Колени коченели, лоб упрямо бился о скалу, и у меня было мучительное
сознание, что я должен трудиться изо всех сил, чтобы как можно быстрее
продвигаться вперед. Но куда?.. Не знаю, не знаю...
Он закрыл глаза, силясь припомнить. Потом сделал беспечную гримасу,
вновь прижался щекой к руке Альбины, засмеялся и сказал:
-- Нет! Это глупо, я просто ребенок!
Но молодая девушка, желая убедиться в пределах своей власти над ним,
стала его расспрашивать, подводя к тем смутным воспоминаниям, которые он сам
пытался у себя вызвать. А он ничего не мог припомнить и был каким-то
блаженным младенцем. Ему казалось, что он только вчера родился.

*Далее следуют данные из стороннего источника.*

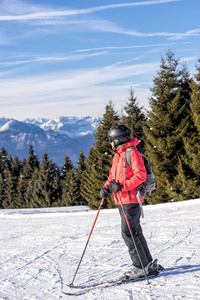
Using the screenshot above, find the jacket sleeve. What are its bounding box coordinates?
[122,149,147,192]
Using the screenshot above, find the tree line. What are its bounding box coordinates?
[0,50,200,209]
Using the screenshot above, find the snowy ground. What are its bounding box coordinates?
[0,199,200,300]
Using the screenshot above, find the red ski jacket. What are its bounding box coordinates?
[104,138,146,205]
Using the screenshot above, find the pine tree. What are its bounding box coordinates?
[27,144,40,177]
[144,50,194,202]
[180,59,200,198]
[17,144,40,207]
[76,150,87,205]
[29,151,51,207]
[0,147,13,208]
[121,87,146,147]
[83,101,119,209]
[61,155,78,206]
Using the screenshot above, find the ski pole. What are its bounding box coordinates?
[69,199,104,286]
[118,194,150,284]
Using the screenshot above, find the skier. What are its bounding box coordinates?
[100,125,160,279]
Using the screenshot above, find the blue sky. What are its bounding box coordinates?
[0,0,200,120]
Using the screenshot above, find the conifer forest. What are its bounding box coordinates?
[0,50,200,209]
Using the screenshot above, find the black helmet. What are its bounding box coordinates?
[108,125,131,147]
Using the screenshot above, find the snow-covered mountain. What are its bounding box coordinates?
[0,116,98,166]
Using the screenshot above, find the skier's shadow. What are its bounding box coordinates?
[159,265,200,276]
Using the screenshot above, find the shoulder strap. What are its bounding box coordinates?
[123,146,137,181]
[123,146,144,218]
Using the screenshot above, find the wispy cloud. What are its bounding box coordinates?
[0,62,159,119]
[0,0,181,21]
[0,62,159,105]
[0,51,107,67]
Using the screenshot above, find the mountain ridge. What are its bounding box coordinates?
[0,116,98,167]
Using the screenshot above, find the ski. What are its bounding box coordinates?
[62,271,159,296]
[66,259,164,289]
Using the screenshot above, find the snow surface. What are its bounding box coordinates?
[0,199,200,300]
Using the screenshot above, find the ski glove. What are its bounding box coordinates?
[100,188,110,199]
[110,180,123,193]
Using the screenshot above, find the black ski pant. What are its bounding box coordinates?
[118,203,152,268]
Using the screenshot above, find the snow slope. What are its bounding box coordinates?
[0,199,200,300]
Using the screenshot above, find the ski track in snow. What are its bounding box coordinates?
[0,199,200,300]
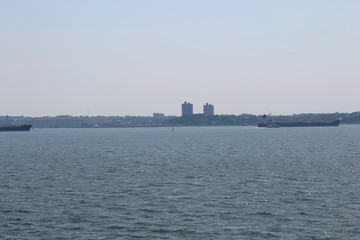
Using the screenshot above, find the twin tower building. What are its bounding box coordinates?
[181,102,214,116]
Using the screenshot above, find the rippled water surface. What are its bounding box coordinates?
[0,126,360,239]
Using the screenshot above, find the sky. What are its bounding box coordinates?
[0,0,360,117]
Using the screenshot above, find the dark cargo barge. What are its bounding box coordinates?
[258,120,340,128]
[0,125,32,132]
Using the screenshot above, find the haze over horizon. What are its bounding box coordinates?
[0,0,360,116]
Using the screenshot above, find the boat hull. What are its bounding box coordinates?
[258,120,340,127]
[0,125,32,132]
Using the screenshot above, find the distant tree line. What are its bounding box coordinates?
[0,111,360,128]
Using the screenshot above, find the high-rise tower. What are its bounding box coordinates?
[204,103,214,116]
[181,102,193,116]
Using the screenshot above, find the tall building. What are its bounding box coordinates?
[204,103,214,116]
[181,102,193,116]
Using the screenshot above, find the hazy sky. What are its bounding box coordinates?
[0,0,360,116]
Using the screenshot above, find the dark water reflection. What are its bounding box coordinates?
[0,126,360,239]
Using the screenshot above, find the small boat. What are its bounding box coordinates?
[0,124,32,132]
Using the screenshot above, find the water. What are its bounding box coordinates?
[0,126,360,239]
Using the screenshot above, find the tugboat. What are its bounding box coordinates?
[0,124,32,132]
[258,114,341,128]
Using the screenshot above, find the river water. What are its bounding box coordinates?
[0,125,360,239]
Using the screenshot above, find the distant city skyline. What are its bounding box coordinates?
[0,0,360,117]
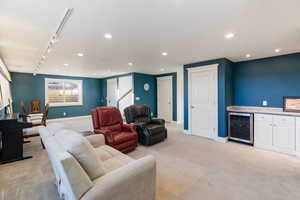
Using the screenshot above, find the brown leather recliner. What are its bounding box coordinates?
[124,104,168,146]
[91,107,138,153]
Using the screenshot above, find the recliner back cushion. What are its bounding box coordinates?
[55,130,105,180]
[131,104,151,122]
[101,124,122,132]
[91,109,100,129]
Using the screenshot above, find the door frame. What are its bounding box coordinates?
[187,64,219,139]
[156,75,174,122]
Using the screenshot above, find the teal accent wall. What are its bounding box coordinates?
[133,73,157,117]
[11,72,102,119]
[156,72,177,121]
[184,58,233,137]
[233,53,300,107]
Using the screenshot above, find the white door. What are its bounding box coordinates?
[118,76,133,114]
[296,117,300,152]
[157,76,173,122]
[189,67,218,138]
[254,114,273,150]
[106,78,118,107]
[273,116,296,153]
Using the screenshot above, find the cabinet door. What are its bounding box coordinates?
[273,116,296,153]
[254,114,273,150]
[296,117,300,152]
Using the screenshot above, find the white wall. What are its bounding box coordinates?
[177,66,183,126]
[0,73,12,109]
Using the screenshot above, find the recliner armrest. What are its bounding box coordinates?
[81,156,156,200]
[122,124,136,132]
[94,129,114,144]
[151,119,166,125]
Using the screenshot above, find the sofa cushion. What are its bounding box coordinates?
[103,155,134,173]
[114,132,137,145]
[43,135,93,199]
[55,130,104,180]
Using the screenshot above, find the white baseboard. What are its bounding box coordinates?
[181,129,191,135]
[47,115,91,122]
[215,136,228,143]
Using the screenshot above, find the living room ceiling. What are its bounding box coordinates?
[0,0,300,77]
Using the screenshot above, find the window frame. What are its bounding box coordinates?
[45,78,83,107]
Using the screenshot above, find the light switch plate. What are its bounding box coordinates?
[263,100,268,106]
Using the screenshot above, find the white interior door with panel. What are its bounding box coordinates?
[106,78,118,106]
[157,76,173,121]
[189,65,218,139]
[118,76,133,114]
[295,117,300,155]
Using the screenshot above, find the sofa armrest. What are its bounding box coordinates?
[81,156,156,200]
[151,119,166,125]
[122,124,136,132]
[85,134,105,148]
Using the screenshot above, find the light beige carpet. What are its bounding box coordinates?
[0,117,300,200]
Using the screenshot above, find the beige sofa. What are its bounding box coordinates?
[39,124,156,200]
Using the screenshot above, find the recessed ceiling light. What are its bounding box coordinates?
[104,33,112,39]
[225,33,235,39]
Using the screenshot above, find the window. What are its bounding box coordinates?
[45,78,82,106]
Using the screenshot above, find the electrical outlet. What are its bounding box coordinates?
[262,100,268,106]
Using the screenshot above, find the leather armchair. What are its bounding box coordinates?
[91,107,138,153]
[124,104,167,146]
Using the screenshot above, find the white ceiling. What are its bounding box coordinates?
[0,0,300,77]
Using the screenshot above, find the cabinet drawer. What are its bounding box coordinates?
[254,114,273,123]
[273,115,296,127]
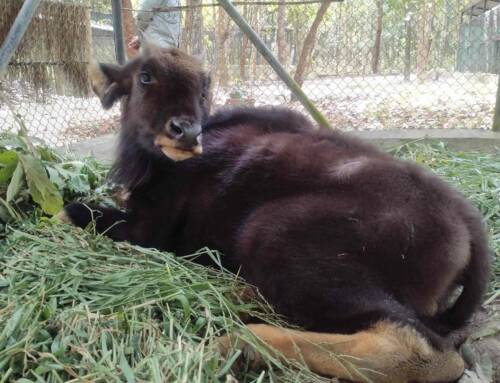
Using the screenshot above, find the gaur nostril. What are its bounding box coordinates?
[168,121,184,138]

-- О, я еще недостаточно силен,--сказал он.--Видишь ли, первое, что я
припоминаю,-- это постель, которая жгла мне все тело; голова моя лежала на
подушке, будто на пылающих угольях; ноги непрерывно терлись друг о друга и
тоже горели... О, как мне было худо! Казалось, все мое тело подменили,
изнутри все вынули, точно унесли в починку сломанный механизм...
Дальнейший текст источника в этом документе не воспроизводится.